An e-book is a good way to show thought leadership content. But at Thought Leadership Resources, we go further in using e-books as a way to build our community. It’s a common approach in thought leadership marketing. In this, the e-book becomes what content marketers call a “lead magnet” – “lead” being a sales lead or potential sale, and “magnet” being anything of value (the e-book) that would induce someone to provide their name and email address.
Here’s how it works.
We use our e-books to attract people to sign up for our weekly newsletter. The main approach is here, which has as a lead magnet a book called “5 Planks to Build Your Platform.” We have another e-book too, intended specifically for engineers who want to build their careers as thought-leaders.
These e-books are stored online, and through a service called Active Campaign people can sign up for the newsletter, and the PDF of the e-book gets sent to them automatically. It’s quite easy to set up, and there are free e-mail systems like MailChimp (which we used before switching to Active Campaign) to make it happen for you.
I’ve gone into the idea of book publishing in more depth in Post #12, “Publishing a book is easier than you think, if you start now.” As pointed out above, your print book should have an electronic twin.

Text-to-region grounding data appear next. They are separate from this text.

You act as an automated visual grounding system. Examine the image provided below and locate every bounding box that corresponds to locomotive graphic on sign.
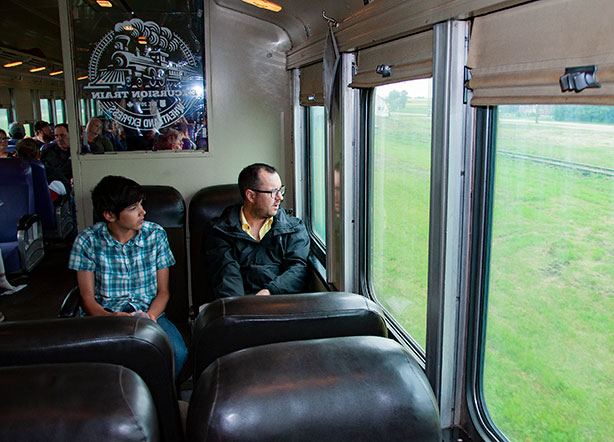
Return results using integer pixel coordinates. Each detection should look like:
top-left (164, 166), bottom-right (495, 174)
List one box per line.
top-left (85, 18), bottom-right (203, 131)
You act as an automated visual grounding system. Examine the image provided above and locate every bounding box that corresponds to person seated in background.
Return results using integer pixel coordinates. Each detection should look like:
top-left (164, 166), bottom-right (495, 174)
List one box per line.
top-left (7, 122), bottom-right (25, 151)
top-left (16, 138), bottom-right (67, 201)
top-left (173, 119), bottom-right (197, 150)
top-left (101, 118), bottom-right (126, 152)
top-left (205, 163), bottom-right (311, 298)
top-left (153, 128), bottom-right (182, 151)
top-left (68, 175), bottom-right (187, 377)
top-left (0, 129), bottom-right (15, 158)
top-left (33, 121), bottom-right (53, 148)
top-left (41, 123), bottom-right (72, 193)
top-left (82, 117), bottom-right (114, 154)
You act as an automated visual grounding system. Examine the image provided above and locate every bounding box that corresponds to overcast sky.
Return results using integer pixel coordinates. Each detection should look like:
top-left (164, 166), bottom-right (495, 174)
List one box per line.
top-left (377, 78), bottom-right (432, 98)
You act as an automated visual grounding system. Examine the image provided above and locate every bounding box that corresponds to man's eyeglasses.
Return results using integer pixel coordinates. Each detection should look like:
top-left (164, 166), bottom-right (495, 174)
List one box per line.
top-left (250, 185), bottom-right (286, 199)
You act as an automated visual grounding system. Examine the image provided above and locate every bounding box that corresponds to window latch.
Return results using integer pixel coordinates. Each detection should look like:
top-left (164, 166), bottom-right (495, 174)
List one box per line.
top-left (560, 65), bottom-right (600, 93)
top-left (376, 64), bottom-right (392, 78)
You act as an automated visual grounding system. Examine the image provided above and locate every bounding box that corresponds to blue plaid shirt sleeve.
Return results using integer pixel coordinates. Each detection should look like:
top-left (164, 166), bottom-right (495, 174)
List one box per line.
top-left (68, 229), bottom-right (97, 272)
top-left (155, 228), bottom-right (176, 270)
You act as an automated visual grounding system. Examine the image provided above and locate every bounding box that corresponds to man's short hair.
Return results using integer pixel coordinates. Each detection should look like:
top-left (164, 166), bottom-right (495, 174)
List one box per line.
top-left (91, 175), bottom-right (145, 222)
top-left (16, 138), bottom-right (39, 160)
top-left (238, 163), bottom-right (278, 200)
top-left (8, 122), bottom-right (25, 139)
top-left (55, 123), bottom-right (69, 132)
top-left (34, 121), bottom-right (50, 133)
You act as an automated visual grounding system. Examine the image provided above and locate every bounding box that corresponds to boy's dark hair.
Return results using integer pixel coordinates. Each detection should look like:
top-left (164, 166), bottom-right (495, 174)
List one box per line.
top-left (16, 138), bottom-right (39, 160)
top-left (238, 163), bottom-right (277, 200)
top-left (92, 175), bottom-right (144, 222)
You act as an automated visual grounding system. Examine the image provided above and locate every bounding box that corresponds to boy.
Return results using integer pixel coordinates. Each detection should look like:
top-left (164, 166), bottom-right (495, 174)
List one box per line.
top-left (68, 175), bottom-right (187, 377)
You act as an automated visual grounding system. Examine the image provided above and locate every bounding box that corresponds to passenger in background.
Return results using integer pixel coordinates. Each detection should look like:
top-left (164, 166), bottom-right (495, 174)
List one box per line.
top-left (68, 175), bottom-right (187, 377)
top-left (16, 138), bottom-right (67, 200)
top-left (33, 121), bottom-right (53, 148)
top-left (101, 119), bottom-right (126, 152)
top-left (0, 129), bottom-right (15, 158)
top-left (153, 128), bottom-right (182, 151)
top-left (7, 122), bottom-right (25, 152)
top-left (205, 163), bottom-right (310, 298)
top-left (41, 123), bottom-right (72, 193)
top-left (82, 117), bottom-right (114, 154)
top-left (173, 119), bottom-right (196, 150)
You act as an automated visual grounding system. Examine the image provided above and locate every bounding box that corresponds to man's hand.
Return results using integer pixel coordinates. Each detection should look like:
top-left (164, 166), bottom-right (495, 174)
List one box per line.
top-left (255, 289), bottom-right (271, 296)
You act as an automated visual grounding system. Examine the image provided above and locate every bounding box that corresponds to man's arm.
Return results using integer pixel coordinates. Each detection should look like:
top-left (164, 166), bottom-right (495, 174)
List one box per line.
top-left (204, 228), bottom-right (246, 298)
top-left (264, 223), bottom-right (311, 295)
top-left (146, 267), bottom-right (170, 321)
top-left (77, 270), bottom-right (129, 317)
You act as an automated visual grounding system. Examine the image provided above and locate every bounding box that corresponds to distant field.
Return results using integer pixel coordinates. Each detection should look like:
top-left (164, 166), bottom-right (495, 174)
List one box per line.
top-left (372, 101), bottom-right (613, 441)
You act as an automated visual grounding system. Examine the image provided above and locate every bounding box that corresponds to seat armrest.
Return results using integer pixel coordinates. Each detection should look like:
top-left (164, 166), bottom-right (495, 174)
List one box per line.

In producing any of these types of content, it may be best for you to start small. My first book, published in 2002, was largely a compilation of articles I’d published. And some of the e-books are rewrites and updates of previous content. Probably, you’ll find it easier to develop your ideas through short-form content (blog posts, LinkedIn Posts, and short articles) first, before putting fingers to keyboard to build something longer.